На лице Раскатова снова появился яркий живой румянец, сразу окрасивший его осунувшееся лицо.
– О? Правда? – радостно заторопился он. – Серьезно? Серьезно между тобой и Катей ничего не было? Ты можешь в этом поклясться?!
– Матерью своею клянусь, – серьезно и честно сказал Кириллов, открыто глядя в глаза гостю.
Гость совсем расцвел, и розы снова заиграли на его щеках и губах. Так восходящее солнце окрашивает мгновенно серый пейзаж, дремавший до того во мраке. Он минуты две глядел на хозяина, потом уголки его губ дрогнули, и он закатился таким смехом, что должен был, склонившись, опереться о спинку кресла…
– Что? Что с тобой?! – даже испугался хозяин.
– Да ведь… О-ой, не могу. Да ведь… я тебе опять соврал – насчет жены Лимонова. Было, голубчик, все было!! Я просто хотел испытать тебя – ох, не могу, сдохну от смеха – испытать тебя насчет своей жены, Кати!!.. А раз у меня дома все в порядке – вот же тебе! Пили мы вино с Лимонихой!! И целовались мы с Лимонихой!! И вообще. А ты мне клятву дал! Ишь, плутишка.

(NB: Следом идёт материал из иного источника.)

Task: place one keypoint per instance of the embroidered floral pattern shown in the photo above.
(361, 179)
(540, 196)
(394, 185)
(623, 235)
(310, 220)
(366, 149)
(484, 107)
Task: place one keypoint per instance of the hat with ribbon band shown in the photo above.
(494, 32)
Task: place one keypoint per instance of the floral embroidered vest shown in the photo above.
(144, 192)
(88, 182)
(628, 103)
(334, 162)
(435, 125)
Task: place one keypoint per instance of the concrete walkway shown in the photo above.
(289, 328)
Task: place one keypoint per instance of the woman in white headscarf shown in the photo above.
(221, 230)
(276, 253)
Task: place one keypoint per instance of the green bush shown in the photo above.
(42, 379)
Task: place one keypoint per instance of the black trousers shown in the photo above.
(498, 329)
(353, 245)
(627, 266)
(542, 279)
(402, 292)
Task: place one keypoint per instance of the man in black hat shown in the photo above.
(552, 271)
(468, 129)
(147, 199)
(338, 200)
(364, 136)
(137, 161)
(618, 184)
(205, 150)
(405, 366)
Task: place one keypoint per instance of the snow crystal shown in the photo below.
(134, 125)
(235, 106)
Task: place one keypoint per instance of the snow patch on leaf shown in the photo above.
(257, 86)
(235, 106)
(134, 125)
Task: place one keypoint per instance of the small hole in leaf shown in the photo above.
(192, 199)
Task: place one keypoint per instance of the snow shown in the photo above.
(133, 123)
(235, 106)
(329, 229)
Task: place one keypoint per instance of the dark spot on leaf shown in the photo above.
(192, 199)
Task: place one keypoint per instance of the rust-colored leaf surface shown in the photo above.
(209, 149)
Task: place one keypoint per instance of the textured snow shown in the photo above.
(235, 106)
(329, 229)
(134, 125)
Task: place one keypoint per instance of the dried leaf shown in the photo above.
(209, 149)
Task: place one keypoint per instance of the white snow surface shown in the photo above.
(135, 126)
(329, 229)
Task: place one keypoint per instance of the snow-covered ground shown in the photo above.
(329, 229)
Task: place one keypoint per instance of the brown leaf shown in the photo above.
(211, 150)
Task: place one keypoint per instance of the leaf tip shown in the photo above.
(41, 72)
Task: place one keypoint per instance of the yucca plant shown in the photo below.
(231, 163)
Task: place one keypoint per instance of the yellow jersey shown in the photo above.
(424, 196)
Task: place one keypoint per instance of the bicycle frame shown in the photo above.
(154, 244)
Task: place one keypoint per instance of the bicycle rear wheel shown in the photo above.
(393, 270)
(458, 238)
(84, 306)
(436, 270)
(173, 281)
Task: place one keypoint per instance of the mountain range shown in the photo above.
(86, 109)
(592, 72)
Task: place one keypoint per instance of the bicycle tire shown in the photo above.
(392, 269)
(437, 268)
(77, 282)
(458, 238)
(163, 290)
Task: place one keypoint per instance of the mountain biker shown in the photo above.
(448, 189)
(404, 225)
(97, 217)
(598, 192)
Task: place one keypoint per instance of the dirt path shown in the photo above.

Хотел своего друга напугать.
От его былой тревоги и страдания не осталось и следа. Лицо сияло, и глаза сверкали победно-торжествующе.
– Знаешь что?… – брезгливо сказал Кириллов. – Уходи! Ты мне мешаешь работать со своими глупостями. Проваливай-ка.
– Ой, уйду! Уйду, милый… Насмешил ты меня.
И, схватив шляпу, он покровительственно потрепал хозяина по плечу – и вышел.
Оставшись один, Кириллов прислушался к звуку хлопнувшей парадной двери и снял телефонную трубку.
– Девяносто два – четырнадцать! Квартира Раскатовых? Это вы, Катерина Георгиевна? Да, я, Кириллов! В прошлую среду вы сказали мне, что будете моей только в том случае, если муж вам изменит. Он вам изменил. А? Да. Сейчас был у меня, рассказывал. Ну… Я думаю – подробности лично? Приезжайте! Жду.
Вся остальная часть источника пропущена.